Filmmaker Ken Burns say's for a lot of us exploring history is like reading the phone book. He has a point, I still get flashbacks of trying to understand or at least remember the facts of High School History. We seem to be a society who lives in the present, we worry about the future, but we have very little time for the past. Interestingly when we talk with someone who's been there or at least has a passion for history it seems to wake us up and we listen. Ken Burns who scored big points making history more than just palatable but essential with his PBS series on Baseball & the Civil War has returned with the final part of his Americana trilogy JAZZ.
Last Months Magnificent tribute to this vital art form showed us that History is a story well told so this 5 CD box set is more than your average best of series, it provides us with a solid evolution of the genre. By not being encyclopedic the TV series had an excitement and I think were bound to see a lot of born-again Jazzer's exploring not just this compillation but the 22 individual artist CD's released under the Ken Burns Jazz banner through Verve/Universal & Columbia.

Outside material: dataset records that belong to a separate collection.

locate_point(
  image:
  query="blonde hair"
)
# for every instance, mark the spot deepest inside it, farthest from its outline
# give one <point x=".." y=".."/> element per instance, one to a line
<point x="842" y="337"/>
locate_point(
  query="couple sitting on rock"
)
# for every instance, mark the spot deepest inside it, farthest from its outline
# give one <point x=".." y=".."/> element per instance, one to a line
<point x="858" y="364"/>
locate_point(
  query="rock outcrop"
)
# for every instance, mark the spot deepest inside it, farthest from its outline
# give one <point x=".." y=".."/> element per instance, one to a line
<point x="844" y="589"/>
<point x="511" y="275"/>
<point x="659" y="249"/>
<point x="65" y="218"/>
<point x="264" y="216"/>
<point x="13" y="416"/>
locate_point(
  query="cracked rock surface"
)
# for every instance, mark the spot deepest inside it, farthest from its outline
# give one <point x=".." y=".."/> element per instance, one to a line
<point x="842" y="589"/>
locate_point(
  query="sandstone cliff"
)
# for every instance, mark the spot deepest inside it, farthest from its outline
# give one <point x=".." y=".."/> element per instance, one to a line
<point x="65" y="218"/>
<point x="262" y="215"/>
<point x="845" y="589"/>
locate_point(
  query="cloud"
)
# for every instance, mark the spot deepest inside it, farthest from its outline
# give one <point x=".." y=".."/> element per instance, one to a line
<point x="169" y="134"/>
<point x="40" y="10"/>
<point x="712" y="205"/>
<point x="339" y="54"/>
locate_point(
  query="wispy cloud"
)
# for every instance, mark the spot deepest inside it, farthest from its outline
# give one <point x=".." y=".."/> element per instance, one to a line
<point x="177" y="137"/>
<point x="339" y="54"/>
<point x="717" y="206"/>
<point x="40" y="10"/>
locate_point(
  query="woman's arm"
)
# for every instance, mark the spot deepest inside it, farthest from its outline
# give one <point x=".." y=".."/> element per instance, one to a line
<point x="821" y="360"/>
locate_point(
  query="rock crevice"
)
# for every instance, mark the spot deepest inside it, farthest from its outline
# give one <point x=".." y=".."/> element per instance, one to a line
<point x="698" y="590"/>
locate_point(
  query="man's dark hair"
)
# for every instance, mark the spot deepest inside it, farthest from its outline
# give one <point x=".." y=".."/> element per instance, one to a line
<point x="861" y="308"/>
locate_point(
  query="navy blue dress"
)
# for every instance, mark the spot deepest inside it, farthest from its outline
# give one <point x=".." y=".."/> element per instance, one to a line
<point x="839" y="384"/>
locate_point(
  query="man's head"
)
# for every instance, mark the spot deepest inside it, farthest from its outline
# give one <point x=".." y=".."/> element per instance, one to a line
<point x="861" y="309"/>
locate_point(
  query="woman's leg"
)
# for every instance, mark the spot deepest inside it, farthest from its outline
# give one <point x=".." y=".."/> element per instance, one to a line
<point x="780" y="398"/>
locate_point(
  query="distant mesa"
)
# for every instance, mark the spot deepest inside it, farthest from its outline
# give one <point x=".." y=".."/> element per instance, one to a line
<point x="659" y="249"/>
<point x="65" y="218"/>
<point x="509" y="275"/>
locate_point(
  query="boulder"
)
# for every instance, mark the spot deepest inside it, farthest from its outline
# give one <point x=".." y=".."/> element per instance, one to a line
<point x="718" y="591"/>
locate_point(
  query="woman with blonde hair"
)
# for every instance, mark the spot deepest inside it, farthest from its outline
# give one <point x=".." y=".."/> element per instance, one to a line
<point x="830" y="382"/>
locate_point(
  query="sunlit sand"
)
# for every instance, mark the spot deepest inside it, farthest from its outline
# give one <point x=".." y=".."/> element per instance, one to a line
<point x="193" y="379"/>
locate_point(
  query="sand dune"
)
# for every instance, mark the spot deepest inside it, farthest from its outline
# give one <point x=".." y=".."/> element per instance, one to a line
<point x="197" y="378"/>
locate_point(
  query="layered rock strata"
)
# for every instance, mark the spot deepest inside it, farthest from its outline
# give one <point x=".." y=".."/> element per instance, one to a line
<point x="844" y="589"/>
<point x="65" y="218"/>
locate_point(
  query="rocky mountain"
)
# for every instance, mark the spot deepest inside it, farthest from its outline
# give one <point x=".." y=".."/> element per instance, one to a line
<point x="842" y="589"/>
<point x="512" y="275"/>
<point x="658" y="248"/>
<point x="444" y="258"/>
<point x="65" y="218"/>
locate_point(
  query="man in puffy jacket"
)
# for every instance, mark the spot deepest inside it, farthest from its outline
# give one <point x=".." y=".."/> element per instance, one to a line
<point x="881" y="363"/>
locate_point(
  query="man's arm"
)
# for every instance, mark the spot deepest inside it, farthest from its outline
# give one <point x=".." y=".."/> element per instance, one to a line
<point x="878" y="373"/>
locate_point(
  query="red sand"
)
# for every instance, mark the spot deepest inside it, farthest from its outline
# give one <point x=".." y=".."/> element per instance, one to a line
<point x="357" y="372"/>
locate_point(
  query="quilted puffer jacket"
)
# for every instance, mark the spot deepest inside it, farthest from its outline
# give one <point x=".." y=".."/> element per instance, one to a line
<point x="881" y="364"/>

The 94 song box set fittingly opens with the legend described as being the messiah of Jazz Louis Armstrong. Burns says "Each time we did an interview for the film, whether it was with musicians who played with him years ago or musicians struggling today to come to terms with his legacy; whether it was critics, writers or historians, friends, hangers-on or people in management, each would in the end shake their head and say that Louis Armstrong was a "gift from God" or "an Angel." Others that built the Jazz foundation like Duke Ellington, Jelly Roll Morton, Benny Goodman, Count Basie, Billie Holiday, Dizzy Gillespie, Charlie Parker, Thelonious Monk, Miles Davis, John Coltrane etc. are well represented. Though this is a must collection for neophytes and aficionados alike with great segues from ragtime to swing something gets lost from bebop to fusion in other words nothing important has happened since the sixties. Burns explains "However, this is a history, and so the bulk of our series is pre-1970. I consider the modern era the province of contemporary critics and journalists. Not enough water has passed under the bridge to make historical judgements of the past 30 years." So if your clear that this is the history to the art form you'll be in Jazz heaven. I listened to the whole set in one sitting and thought of the old quote from drummer Art Blakey "Jazz washes away the dust of everyday life" I actually felt better educated from this set than all the other Jazz compilations out there and remember there are many. Through the music and superb liner notes we get the feeling that this is a kind of homage to black Americans a common thread in both of burns previous PBS series. It's important to point out that Jazz and Swing represented 70 % of the music industry in the 30's and 40's with interest high on this project and great signage in most major CD shops Ken Burns Jazz could help the genre out of the single digits.